CalPERS Weighs Pros/Cons Of Setting Reasonable Return Targets Vs. Maintaining Ponzi Scheme

In just a couple of months, the largest pension fund in the United States, the California Public Employees' Retirement System (CalPERS), will have to decide whether they'll rely on sound financial judgement and math to set their rate of return expectations going forward or whether they'll cave to political pressure to maintain artificially high return hurdles that they'll never meet but help to maintain their ponzi scheme a little longer.  The decision faced by CALPERS is whether their long-term assumed rate of return on assets should be lowered from the current 7.5% down to a more reasonable 6%. 

As pointed out by Pensions & Investments, the decision has far-reaching consequences.  First, a lower rate of return will equate to higher contribution levels for municipalities throughout California, many of which are on the verge of bankruptcy already.  Second, given that CALPERS is the largest pension fund in the United States, a move to lower return hurdles could set a precedent that would have to be followed by other funds around the country in even worse shape (yes, we're looking at you Illinois).

The stakes are high as the CalPERS board debates whether to significantly decrease the nation's largest public pension fund's assumed rate of return, a move that could hamstring the budgets of contributing municipalities as well as prompt other public funds across the country to follow suit.


But if the retirement system doesn't act, pushing to achieve an unrealistically high return could threaten the viability of the $299.5 billion fund itself, its top investment officer and consultants say.

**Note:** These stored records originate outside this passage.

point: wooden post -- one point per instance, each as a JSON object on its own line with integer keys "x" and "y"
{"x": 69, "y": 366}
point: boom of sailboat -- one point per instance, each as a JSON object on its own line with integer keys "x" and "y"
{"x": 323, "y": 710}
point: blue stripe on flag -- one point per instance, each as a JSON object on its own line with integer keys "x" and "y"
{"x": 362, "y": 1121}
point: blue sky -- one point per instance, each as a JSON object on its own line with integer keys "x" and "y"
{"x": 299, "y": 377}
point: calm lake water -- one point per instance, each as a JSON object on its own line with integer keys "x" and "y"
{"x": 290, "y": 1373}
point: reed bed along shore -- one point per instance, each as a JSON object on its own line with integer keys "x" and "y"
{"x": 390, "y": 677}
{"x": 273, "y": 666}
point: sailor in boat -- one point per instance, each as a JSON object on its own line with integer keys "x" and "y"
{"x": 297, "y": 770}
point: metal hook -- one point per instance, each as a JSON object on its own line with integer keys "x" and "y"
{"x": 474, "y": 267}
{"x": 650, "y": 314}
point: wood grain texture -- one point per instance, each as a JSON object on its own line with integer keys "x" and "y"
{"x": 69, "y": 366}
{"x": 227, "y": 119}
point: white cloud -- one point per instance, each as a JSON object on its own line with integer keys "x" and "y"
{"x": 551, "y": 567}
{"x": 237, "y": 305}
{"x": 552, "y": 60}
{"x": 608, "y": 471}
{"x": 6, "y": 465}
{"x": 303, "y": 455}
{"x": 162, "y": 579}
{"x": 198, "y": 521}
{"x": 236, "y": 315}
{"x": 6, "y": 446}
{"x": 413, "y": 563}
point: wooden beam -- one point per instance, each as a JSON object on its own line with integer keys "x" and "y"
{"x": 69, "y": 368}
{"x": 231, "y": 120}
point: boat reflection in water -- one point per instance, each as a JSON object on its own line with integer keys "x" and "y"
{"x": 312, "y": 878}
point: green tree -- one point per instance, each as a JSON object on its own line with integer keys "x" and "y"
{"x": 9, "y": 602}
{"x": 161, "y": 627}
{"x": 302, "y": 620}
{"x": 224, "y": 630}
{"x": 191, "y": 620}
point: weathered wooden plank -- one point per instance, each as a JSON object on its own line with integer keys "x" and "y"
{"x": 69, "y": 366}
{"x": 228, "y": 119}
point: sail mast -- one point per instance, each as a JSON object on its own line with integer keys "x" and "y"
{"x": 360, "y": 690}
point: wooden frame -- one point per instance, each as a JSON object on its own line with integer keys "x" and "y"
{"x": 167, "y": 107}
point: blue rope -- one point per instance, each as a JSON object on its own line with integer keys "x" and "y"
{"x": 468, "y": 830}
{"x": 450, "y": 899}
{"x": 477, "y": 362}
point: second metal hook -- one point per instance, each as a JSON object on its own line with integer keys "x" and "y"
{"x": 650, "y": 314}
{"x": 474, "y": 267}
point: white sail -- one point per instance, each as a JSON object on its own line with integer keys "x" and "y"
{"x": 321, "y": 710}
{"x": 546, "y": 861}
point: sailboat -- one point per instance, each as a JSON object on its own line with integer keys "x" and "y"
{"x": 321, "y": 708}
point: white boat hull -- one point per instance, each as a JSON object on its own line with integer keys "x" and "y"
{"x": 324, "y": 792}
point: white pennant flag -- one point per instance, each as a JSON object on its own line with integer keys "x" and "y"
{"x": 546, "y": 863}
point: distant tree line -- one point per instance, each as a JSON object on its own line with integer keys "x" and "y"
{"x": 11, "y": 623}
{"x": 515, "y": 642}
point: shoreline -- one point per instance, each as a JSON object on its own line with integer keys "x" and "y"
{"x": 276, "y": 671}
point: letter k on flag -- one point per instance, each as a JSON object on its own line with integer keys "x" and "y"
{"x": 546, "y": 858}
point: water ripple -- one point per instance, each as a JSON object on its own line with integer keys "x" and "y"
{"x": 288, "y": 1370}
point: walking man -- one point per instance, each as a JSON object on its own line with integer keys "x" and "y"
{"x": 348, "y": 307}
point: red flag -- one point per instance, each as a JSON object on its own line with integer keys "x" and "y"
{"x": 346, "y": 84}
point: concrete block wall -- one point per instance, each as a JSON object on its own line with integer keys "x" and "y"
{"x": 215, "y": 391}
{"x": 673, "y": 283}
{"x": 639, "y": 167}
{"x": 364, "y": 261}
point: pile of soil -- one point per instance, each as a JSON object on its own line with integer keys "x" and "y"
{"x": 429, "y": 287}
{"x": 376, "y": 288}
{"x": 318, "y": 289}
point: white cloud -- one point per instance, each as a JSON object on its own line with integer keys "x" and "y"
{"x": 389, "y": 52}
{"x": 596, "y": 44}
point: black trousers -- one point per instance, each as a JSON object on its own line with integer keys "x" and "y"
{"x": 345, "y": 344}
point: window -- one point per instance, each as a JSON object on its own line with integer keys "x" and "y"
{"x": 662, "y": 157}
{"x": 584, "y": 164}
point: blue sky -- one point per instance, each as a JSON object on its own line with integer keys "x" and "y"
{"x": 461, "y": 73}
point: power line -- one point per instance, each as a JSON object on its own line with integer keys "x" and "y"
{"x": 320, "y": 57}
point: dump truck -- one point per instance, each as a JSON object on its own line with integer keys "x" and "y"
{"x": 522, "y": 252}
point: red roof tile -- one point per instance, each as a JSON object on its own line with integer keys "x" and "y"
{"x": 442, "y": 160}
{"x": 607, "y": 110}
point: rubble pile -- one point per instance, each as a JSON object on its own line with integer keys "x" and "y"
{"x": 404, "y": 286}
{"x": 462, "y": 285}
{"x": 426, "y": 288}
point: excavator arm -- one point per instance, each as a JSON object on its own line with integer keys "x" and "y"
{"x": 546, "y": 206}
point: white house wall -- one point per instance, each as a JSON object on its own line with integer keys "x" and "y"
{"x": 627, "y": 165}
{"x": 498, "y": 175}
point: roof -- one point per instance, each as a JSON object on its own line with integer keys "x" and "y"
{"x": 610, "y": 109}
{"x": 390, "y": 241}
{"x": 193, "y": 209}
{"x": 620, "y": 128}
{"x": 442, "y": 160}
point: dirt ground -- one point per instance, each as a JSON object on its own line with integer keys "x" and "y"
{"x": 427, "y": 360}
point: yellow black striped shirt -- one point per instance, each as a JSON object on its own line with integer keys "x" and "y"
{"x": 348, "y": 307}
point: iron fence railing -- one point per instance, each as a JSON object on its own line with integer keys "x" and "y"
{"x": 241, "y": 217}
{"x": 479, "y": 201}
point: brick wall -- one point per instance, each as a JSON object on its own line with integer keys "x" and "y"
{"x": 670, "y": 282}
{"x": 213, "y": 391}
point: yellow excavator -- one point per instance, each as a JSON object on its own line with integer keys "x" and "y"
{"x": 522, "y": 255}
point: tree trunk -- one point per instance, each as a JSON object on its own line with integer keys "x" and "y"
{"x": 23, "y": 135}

“Being aggressive, having a reasonable amount of volatility and (being) wrong could lead to an unrecoverable loss,” Andrew Junkin, president of Wilshire Consulting, the system's general investment consultant, told the board at a November meeting. CalPERS' current portfolio is pegged to a 7.5% return and a 13% volatility rate.

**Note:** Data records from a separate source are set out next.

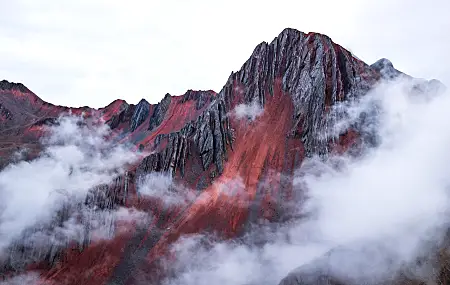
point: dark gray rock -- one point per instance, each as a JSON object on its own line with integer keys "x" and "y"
{"x": 140, "y": 114}
{"x": 159, "y": 112}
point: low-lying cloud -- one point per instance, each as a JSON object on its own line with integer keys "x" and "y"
{"x": 42, "y": 201}
{"x": 372, "y": 215}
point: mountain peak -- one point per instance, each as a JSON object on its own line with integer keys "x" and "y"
{"x": 10, "y": 86}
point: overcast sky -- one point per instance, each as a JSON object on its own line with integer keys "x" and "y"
{"x": 90, "y": 52}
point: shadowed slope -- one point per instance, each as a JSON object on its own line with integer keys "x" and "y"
{"x": 198, "y": 139}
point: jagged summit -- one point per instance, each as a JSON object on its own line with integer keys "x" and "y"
{"x": 198, "y": 140}
{"x": 6, "y": 85}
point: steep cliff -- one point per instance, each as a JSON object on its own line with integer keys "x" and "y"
{"x": 202, "y": 142}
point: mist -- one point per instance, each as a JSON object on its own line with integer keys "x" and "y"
{"x": 42, "y": 201}
{"x": 373, "y": 214}
{"x": 249, "y": 111}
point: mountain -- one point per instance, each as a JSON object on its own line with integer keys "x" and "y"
{"x": 267, "y": 119}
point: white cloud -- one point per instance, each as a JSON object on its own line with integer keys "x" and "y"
{"x": 77, "y": 157}
{"x": 250, "y": 111}
{"x": 161, "y": 186}
{"x": 30, "y": 279}
{"x": 92, "y": 52}
{"x": 389, "y": 204}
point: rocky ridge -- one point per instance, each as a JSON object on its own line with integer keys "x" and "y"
{"x": 196, "y": 139}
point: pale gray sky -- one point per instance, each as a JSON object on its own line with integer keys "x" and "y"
{"x": 90, "y": 52}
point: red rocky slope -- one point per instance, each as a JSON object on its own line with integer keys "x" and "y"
{"x": 196, "y": 139}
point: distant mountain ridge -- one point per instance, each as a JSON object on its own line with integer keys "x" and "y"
{"x": 195, "y": 138}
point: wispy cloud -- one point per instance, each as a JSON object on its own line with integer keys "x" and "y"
{"x": 42, "y": 206}
{"x": 250, "y": 111}
{"x": 372, "y": 215}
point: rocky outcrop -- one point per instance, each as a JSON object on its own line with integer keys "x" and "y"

The chief investment officer of the California Public Employees' Retirement System and its investment consultants now say that assumed annualized rate of return is unlikely to be achieved over the next decade, given updated capital market assumptions that show a slow-growing economy and continued low interest rates.


Still, cities, towns and school districts that are part of the Sacramento-based system say they can't afford increased contributions they would be forced to pay to provide pension benefits if the return rate is lowered.

Of course, the math would seem to imply that a lower return assumption is warranted given low global interest rates and equity markets that are drastically overvalued by almost any historical measure.  Moreover, for 3 out of the past 5 calendar years, CALPERS has missed their 7.5% return threshold and their 10-year cumulative returns are 6.2%, a far cry from their 7.5% projection.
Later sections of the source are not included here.